Running etcd cluster with relatively high number of watchers. #18381

veshij · 2024-07-30T00:21:47Z

veshij
Jul 30, 2024

Hi!
We are hitting performance issues when running an etcd cluster with relatively high number of watchers.
In a stable state this cluster is capable of serving 1M+ active watchers (roughly 10k clients, some have only a few watchers, some have up to 2-3k watchers) w/o any observed issues.
Once any node in the cluster is restarted and clients need to reestablish watchers on other nodes - cluster performance degrades.
CPU load spikes (interestingly enough - most of the time is spent in go gc), read/write latencies degrade.
Any recommendations on how cluster and/or clients could be reconfigured to diffuse such node-restart triggered load spike?

ahrtr · 2024-07-30T08:33:55Z

ahrtr
Jul 30, 2024
Maintainer

In a stable state this cluster is capable of serving 1M+ active watchers (roughly 10k clients, some have only a few watchers, some have up to 2-3k watchers) w/o any observed issues.

Thanks for sharing the data. Would you mind sharing more data, such as RAM, CPU, count of members in the cluster, etc?

(interestingly enough - most of the time is spent in go gc)

I am not surprised by this. When a golang process runs out of memory quota, it will try to do GC. Refer to https://tip.golang.org/doc/gc-guide

some have up to 2-3k watchers

It's recommended to try to distribute the 2-3k watchers to different watch streams instead of sharing the same watch stream. Refer to

Any recommendations on how cluster and/or clients could be reconfigured to diffuse such node-restart triggered load spike?

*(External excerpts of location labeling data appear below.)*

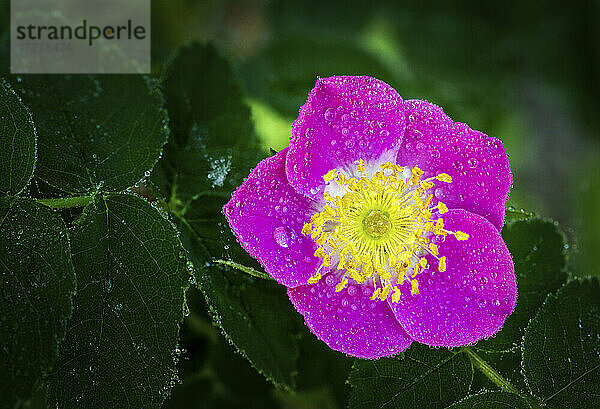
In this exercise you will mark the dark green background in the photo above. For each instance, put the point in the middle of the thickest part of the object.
(525, 72)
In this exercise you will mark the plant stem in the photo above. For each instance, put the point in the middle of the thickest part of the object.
(490, 372)
(245, 269)
(66, 202)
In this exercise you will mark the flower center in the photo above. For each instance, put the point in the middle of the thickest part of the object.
(378, 226)
(377, 223)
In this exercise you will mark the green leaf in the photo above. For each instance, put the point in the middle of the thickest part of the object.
(507, 364)
(95, 130)
(284, 73)
(423, 378)
(212, 149)
(121, 347)
(17, 142)
(514, 215)
(37, 285)
(212, 146)
(254, 314)
(495, 400)
(322, 372)
(561, 347)
(537, 249)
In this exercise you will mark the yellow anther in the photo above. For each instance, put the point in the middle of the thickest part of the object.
(426, 185)
(416, 270)
(444, 177)
(329, 176)
(386, 291)
(376, 227)
(322, 239)
(433, 249)
(341, 285)
(442, 264)
(442, 208)
(360, 167)
(376, 293)
(306, 229)
(314, 279)
(396, 295)
(414, 290)
(461, 236)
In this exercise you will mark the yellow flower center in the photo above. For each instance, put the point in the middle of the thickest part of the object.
(377, 227)
(377, 223)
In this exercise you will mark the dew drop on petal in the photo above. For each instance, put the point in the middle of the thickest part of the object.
(329, 114)
(282, 236)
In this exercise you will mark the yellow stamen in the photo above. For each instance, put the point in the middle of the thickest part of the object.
(461, 235)
(442, 208)
(378, 228)
(442, 264)
(444, 177)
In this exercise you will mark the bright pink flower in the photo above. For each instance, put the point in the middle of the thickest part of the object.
(382, 218)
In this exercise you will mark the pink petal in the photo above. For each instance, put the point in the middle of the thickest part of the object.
(267, 216)
(477, 163)
(344, 119)
(471, 300)
(349, 321)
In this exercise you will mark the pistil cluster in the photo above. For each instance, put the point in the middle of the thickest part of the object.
(377, 226)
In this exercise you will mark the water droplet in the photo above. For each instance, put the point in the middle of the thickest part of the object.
(282, 236)
(330, 114)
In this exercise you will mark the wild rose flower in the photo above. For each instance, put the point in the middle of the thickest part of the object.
(382, 219)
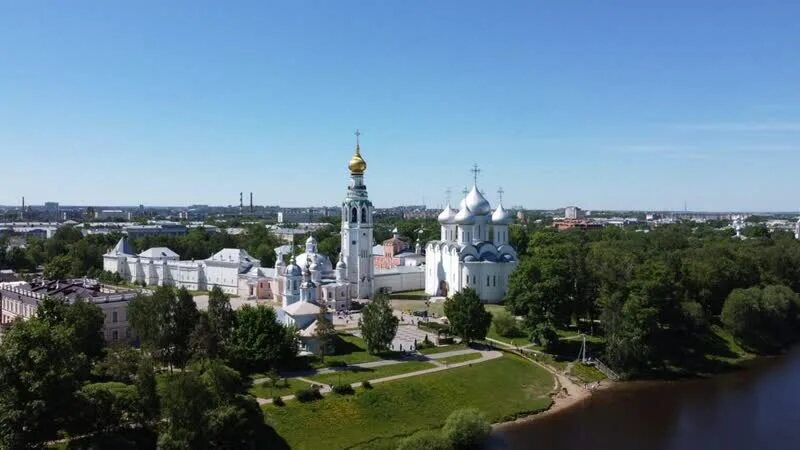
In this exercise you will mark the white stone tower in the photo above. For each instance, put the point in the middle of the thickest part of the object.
(357, 228)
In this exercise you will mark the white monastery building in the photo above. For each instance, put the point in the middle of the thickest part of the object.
(473, 251)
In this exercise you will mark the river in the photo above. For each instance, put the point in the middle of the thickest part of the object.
(756, 408)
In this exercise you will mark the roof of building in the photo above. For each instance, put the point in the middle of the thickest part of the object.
(302, 309)
(158, 252)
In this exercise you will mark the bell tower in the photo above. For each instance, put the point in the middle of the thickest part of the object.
(357, 228)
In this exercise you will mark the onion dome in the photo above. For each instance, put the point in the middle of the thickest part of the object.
(357, 164)
(293, 270)
(501, 216)
(447, 216)
(477, 203)
(465, 217)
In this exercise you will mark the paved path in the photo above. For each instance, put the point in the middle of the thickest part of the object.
(486, 355)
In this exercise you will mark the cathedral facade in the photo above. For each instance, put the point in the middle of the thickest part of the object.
(473, 250)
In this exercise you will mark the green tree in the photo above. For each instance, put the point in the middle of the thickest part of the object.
(259, 341)
(467, 316)
(165, 324)
(222, 319)
(85, 321)
(120, 363)
(378, 324)
(765, 319)
(40, 372)
(146, 388)
(425, 440)
(505, 324)
(466, 429)
(58, 268)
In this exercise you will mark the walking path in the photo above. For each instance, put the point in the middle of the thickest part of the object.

There are some existing watcher related performance issues in the community. What we can do is to try to optimize as much as we can. You also need to do benchmark test to understand the limitation of your system/cluster.

0 replies

veshij · 2024-07-30T17:11:06Z

veshij
Jul 30, 2024
Author

Would you mind sharing more data, such as RAM, CPU, count of members in the cluster, etc?

Sure!
It's a 5-node cluster running on a 96CPU, 256GB, SSD on-prem hardware.
Database size is ~5GB.
etcd is allowed to consume all that hardware, GOMEMLIMIT also is not set.
Hardware is not saturated after a member restart.
CPU spike after a member restart:

For some reason open_fds are unstable during the "stabilization" period when performance is low.
I do see a high churn rate of connections between etcd nodes, wonder if some timeout is misconfigured?
13654 is a PID of running etcd process, 10.144.77.43 is another member of the same cluster.
High churn rate does has a pretty good correlation with low cluster performance.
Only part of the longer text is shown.